Of the 4 new CAD loci, 4q32.1 (rs13139571) and 12q21.33 (rs2681492) were recently identified as risk loci for blood pressure in Europeans studies13,14. We observed that rs13139571 and rs1842896 on 4q32.1 show a very weak linkage disequilibrium (LD) (r2 = 0.002, D´ = 0.062 in HapMap CHB; r2 = 0.004, D´ = 0.123 in HapMap CEU), while rs2681492 and rs7136259 on 12q21.33 are in strong LD (r2 = 0.90, D´ = 0.95 in HapMap CHB; r2 = 0.11, D´ = 0.88 in HapMap CEU).
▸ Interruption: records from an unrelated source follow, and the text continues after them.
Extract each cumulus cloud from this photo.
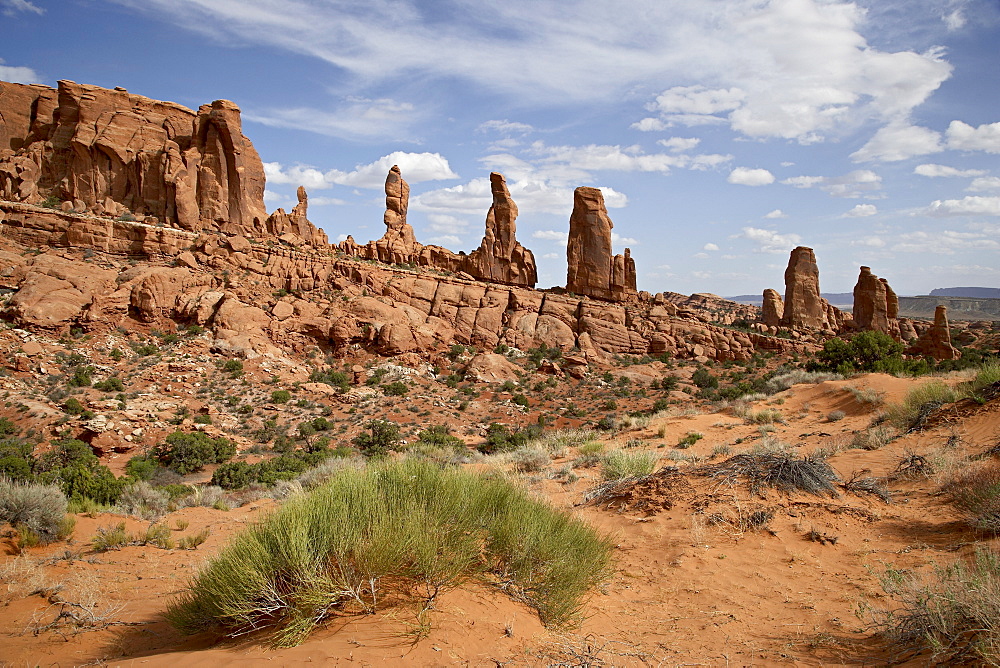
[115,0,960,143]
[851,121,944,162]
[966,176,1000,193]
[945,121,1000,153]
[781,169,882,198]
[656,137,701,153]
[0,58,42,83]
[913,164,986,178]
[732,227,802,253]
[924,195,1000,218]
[264,151,458,190]
[476,119,535,135]
[726,167,774,186]
[844,204,878,218]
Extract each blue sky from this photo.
[0,0,1000,295]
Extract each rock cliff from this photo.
[566,187,637,301]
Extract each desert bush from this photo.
[601,450,660,480]
[354,420,400,458]
[0,478,67,543]
[677,431,705,450]
[166,459,612,646]
[876,547,1000,666]
[946,463,1000,533]
[885,380,961,433]
[152,431,236,475]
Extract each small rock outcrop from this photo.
[854,267,900,341]
[906,306,962,360]
[566,187,637,301]
[0,81,267,235]
[760,288,785,327]
[464,172,538,287]
[781,246,831,330]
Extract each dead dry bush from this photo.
[692,454,840,496]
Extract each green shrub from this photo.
[677,431,705,450]
[166,459,612,646]
[153,431,236,475]
[382,380,410,397]
[0,478,66,543]
[948,463,1000,533]
[878,547,1000,666]
[354,420,399,457]
[601,450,660,480]
[94,376,125,392]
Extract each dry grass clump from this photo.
[885,380,962,433]
[0,477,72,547]
[877,548,1000,666]
[946,463,1000,533]
[166,459,612,646]
[601,450,660,480]
[694,454,839,496]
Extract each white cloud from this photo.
[913,164,986,178]
[781,169,882,198]
[117,0,959,143]
[476,119,535,135]
[325,151,458,188]
[731,227,802,253]
[851,120,940,162]
[924,195,1000,218]
[844,204,878,218]
[726,167,774,186]
[656,137,701,153]
[0,0,45,16]
[945,121,1000,153]
[966,176,1000,193]
[0,58,42,83]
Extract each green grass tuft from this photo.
[166,459,612,646]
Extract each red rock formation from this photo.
[0,81,266,235]
[566,187,637,301]
[781,246,829,329]
[462,172,538,287]
[760,288,785,327]
[854,267,900,341]
[906,306,962,360]
[267,186,328,247]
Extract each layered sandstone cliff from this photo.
[566,187,637,301]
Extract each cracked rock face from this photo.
[566,187,637,301]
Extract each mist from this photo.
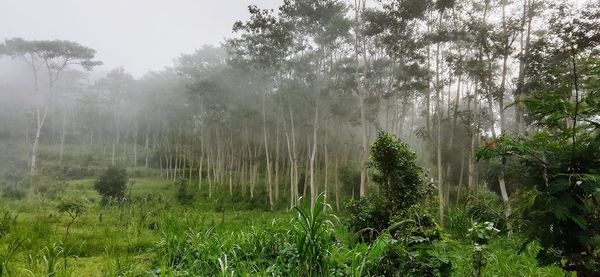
[0,0,600,277]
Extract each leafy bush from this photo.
[358,209,452,276]
[338,164,360,196]
[469,222,500,276]
[292,193,333,276]
[175,179,194,205]
[348,131,428,239]
[57,199,87,240]
[0,209,17,239]
[346,192,391,242]
[94,166,127,204]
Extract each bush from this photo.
[338,164,360,196]
[346,193,391,242]
[348,131,428,239]
[94,166,127,204]
[175,179,194,205]
[367,209,452,276]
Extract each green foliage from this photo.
[0,209,17,239]
[356,209,452,276]
[292,193,333,276]
[175,179,194,205]
[57,199,88,240]
[370,131,427,214]
[348,131,427,240]
[346,192,390,242]
[94,166,127,204]
[469,221,500,276]
[338,164,360,196]
[0,234,25,276]
[478,53,600,276]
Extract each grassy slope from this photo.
[0,178,563,276]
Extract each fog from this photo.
[0,0,283,77]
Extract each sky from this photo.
[0,0,283,77]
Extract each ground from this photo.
[0,177,563,276]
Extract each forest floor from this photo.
[0,177,564,276]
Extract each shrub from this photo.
[338,164,360,196]
[57,199,87,240]
[360,210,452,276]
[349,131,428,239]
[346,192,390,242]
[0,209,17,239]
[94,166,127,204]
[469,222,500,276]
[175,179,194,205]
[292,193,333,276]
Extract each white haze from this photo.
[0,0,283,76]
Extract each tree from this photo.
[0,38,102,173]
[58,196,87,240]
[94,166,127,204]
[349,131,428,239]
[478,4,600,276]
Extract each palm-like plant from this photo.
[292,193,333,276]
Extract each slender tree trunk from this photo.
[59,108,67,162]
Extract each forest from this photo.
[0,0,600,277]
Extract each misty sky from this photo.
[0,0,283,77]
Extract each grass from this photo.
[0,177,564,276]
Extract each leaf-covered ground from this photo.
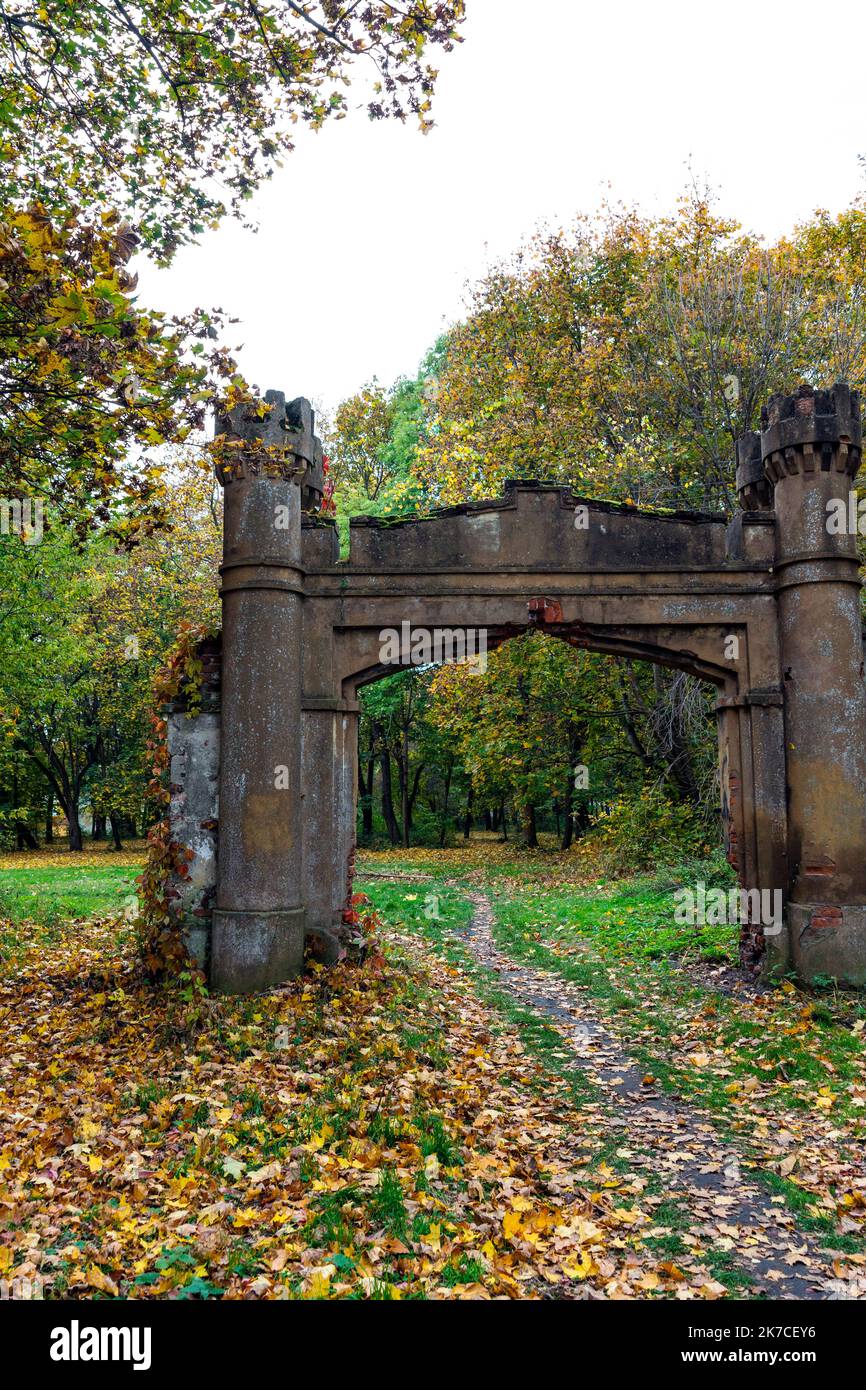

To shed some light on the seemingly entangled relationships of the two loci with CAD and hypertension, we examined the associations of the two CAD SNPs (rs1842896 and rs7136259) with blood pressure in all control samples from the discovery and replication samples. Suggestive associations with blood pressure and hypertension were observed (Supplementary Table 4). We further examined whether hypertension could mediate the effect on CAD. After adjustment for hypertension, the associations with CAD remained genome-wide significant (P = 1.31 × 10−9, OR = 1.13 for rs1842896; P = 6.63 ×10−12, OR = 1.13 for rs7136259), indicating the two CAD SNPs might be susceptibility markers independent of hypertension. rs1842896 is located to 76.4kb upstream of the GUCY1A3 locus. The GUCY1A3 gene encodes the α subunit of soluble guanylate cyclase (sGC), a key enzyme of nitric oxide signaling pathway implicated in the pathogenesis CAD and atherosclerosis. Preclinical studies have explored the therapeutic potential of sGC stimulators15. rs7136259 is near ATP2B1, which encodes PMCA1, a plasma membrane calcium ATPase which pumps calcium (Ca2+) ions out of the cytosol into the extracellular milieu16.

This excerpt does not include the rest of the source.